It takes a lot of preparation to interview Mia Freedman. Before she arrives, her agent sends advance word that the temperature must be set at exactly 23.5 degrees Celsius, and to have 16 two-litre bottles of lukewarm Mount Franklin lined up for her. And there are a thousand other little worries: will the floor be soft enough for her famously sensitive feet? Is the chaise longue we have prepared for her to recline on at the correct angle to the window, given her stated preference for gazing wistfully at the sea while answering questions?

When Mia arrives, she is exactly as you’d expect: youthful, intelligent-yet-accessible-looking, and with a slim figure that says, I look after myself while also being extremely aware of the pressures on young women regarding body image in this modern media-saturated age. I don’t like to use the word “skinny”: I will instead call her “a human Chupa Chup”. She wore a t-shirt reading “THIS IS WHAT A FEMINIST LOOKS LIKE”, and matching pants, reading, “THIS IS WHAT A FEMINIST’S LEGS LOOK LIKE”, and stylishly expensive sunglasses with stickers on them reading “THERE IS A FEMINIST BEHIND HERE”.

My first question is the obvious one: are you a feminist? Mia gives a light, silvery laugh. “That’s such a fraught question, isn’t it?” she asks, before pausing for several minutes. When she resumes, it’s in a thoughtful mode. “I think it’s important that everyone be a feminist,” she says forcefully, emphasising her point by waving her sunglasses in my face. “To me, all that feminism means is being supportive of other women no matter what they say or do, no matter what they believe, even if they’re fat. Yes!” she exclaims ecstatically, “Can you believe that? I actually think fat women are great. I guess I was just brought up in the right way, because if you ask me, being fat shouldn’t mean you are shunned by society. I often talk to fat people myself. I think one of my interns is fat. Or my plumber. Anyway: point is, feminism is for everyone, which is why whenever I have a speaking engagement, I make sure there is an area at the back with beanbags for fat girls to sit in, with snacks.”

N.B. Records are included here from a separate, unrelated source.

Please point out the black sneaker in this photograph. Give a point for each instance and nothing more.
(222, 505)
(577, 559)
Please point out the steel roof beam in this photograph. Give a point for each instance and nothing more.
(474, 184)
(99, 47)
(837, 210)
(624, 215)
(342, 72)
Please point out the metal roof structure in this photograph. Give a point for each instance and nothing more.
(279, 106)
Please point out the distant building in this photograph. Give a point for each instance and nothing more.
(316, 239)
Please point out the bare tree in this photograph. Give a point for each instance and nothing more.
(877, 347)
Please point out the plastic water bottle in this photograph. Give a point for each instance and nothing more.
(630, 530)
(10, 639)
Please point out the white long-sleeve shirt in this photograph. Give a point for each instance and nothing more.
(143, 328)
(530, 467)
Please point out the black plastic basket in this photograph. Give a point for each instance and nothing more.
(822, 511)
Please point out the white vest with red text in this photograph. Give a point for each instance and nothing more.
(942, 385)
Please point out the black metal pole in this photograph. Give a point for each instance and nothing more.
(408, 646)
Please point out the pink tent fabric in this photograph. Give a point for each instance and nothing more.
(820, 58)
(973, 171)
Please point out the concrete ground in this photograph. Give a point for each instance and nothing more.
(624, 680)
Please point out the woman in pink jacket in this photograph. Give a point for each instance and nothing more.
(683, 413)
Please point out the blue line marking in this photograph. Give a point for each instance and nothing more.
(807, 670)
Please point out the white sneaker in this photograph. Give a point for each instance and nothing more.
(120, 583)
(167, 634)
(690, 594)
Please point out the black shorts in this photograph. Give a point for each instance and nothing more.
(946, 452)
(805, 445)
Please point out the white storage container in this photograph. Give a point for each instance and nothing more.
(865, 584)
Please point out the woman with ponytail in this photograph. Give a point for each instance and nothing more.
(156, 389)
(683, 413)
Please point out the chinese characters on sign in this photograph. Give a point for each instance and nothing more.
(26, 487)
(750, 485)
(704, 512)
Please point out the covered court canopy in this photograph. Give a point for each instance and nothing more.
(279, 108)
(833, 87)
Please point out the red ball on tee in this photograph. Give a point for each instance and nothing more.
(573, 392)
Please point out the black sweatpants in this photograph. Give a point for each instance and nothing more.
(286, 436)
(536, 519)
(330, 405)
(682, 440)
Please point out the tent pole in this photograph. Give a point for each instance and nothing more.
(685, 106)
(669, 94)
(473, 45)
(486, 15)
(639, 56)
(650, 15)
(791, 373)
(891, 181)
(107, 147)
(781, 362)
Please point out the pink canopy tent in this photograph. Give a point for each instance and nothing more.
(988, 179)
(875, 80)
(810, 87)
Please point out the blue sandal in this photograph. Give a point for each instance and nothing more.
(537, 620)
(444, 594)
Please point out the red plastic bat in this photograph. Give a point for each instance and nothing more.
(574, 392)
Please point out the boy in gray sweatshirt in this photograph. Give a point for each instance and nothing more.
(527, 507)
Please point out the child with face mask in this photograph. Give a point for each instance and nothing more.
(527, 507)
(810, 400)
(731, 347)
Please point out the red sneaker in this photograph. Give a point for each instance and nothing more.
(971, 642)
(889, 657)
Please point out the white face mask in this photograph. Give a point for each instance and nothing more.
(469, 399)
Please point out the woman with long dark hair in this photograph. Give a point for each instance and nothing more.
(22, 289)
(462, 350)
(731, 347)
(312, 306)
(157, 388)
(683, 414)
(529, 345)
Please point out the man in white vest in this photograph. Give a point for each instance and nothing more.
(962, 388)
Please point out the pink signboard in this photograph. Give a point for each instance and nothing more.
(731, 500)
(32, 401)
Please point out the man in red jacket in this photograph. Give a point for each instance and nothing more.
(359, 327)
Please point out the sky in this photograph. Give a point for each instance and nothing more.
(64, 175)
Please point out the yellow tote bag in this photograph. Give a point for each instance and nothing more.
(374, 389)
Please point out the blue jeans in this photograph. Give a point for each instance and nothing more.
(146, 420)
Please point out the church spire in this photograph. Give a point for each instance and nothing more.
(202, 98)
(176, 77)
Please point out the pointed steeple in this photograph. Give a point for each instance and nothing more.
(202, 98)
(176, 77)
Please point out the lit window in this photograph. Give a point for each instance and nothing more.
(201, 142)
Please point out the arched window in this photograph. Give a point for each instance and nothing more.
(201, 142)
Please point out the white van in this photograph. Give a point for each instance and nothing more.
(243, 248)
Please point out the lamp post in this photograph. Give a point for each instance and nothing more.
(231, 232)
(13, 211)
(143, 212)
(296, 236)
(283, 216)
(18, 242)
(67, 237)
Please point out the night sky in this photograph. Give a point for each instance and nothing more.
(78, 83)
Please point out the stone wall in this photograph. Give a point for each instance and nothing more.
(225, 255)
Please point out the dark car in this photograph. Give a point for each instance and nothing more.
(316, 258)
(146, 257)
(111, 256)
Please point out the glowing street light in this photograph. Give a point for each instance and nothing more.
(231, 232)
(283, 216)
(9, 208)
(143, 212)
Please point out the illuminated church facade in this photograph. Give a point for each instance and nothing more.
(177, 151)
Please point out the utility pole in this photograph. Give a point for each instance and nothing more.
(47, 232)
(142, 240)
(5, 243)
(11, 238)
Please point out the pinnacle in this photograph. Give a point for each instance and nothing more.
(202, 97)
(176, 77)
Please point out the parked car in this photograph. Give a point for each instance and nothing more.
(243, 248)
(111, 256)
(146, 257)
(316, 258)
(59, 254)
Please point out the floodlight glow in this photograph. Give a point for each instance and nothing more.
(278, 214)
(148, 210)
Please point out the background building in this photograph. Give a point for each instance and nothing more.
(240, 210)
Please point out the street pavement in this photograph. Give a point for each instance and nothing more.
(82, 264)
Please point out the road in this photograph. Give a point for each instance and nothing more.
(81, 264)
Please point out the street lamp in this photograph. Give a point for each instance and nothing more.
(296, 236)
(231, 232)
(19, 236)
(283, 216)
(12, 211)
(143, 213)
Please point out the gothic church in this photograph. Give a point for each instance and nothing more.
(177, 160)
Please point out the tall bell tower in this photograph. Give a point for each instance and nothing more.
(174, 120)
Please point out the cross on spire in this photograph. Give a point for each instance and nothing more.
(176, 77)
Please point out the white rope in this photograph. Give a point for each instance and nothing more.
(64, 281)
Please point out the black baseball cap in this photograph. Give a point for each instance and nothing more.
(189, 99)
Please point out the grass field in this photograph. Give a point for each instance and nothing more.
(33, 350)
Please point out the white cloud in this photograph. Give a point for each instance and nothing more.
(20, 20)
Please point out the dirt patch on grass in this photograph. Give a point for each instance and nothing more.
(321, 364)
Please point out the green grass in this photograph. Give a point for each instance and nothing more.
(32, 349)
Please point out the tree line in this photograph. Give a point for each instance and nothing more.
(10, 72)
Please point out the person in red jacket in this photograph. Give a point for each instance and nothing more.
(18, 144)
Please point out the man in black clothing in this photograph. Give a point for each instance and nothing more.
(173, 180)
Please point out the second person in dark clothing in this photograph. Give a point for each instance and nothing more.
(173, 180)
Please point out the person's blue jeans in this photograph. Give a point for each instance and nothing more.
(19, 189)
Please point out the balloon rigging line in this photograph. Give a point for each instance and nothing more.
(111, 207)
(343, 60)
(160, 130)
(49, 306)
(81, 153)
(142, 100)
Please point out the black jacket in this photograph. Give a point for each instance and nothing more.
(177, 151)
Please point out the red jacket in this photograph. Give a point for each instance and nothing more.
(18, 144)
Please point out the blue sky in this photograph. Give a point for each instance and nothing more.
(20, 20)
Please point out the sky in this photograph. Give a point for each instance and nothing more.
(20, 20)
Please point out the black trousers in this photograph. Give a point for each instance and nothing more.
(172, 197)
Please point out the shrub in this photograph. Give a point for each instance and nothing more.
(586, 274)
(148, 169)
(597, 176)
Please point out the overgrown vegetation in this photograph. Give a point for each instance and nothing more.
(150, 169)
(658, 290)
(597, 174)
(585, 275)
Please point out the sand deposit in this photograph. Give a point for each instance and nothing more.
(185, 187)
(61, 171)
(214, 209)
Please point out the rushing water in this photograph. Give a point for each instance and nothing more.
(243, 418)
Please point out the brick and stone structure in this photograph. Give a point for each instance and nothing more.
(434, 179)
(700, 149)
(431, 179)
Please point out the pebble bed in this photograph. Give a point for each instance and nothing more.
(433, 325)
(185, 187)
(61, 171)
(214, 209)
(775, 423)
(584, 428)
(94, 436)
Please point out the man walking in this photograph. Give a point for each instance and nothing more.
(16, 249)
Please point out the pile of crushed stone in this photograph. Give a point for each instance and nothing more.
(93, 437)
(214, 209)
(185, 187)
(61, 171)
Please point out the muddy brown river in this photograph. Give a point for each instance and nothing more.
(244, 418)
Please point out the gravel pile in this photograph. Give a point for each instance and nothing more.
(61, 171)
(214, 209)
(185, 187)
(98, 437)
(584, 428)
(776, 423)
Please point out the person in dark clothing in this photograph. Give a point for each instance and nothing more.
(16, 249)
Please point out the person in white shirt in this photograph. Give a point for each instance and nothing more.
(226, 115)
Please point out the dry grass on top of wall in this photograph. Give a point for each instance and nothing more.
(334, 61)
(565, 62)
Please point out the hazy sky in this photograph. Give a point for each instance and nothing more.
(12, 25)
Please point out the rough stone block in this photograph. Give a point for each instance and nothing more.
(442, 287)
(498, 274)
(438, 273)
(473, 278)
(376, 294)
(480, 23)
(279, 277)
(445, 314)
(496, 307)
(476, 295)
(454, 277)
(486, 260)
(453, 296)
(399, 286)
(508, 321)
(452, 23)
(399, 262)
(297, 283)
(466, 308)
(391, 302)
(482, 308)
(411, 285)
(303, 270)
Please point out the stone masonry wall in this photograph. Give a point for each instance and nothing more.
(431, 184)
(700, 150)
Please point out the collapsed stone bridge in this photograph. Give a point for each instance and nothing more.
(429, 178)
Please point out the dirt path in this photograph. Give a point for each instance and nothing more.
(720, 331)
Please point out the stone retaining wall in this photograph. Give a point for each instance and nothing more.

Is her enlightened attitude to the overweight a result of her work as Chair of the Federal government’s National Body Image Advisory Board? “I have learnt so much in that job,” she confides. “Did you know that some girls have eating disorders even after seeing a body-positive soap ad? We don’t know why, but with more research we hope to find out. Every day at the NBIAB is like that: a learning experience. Yesterday I found out that fat people can drive cars.”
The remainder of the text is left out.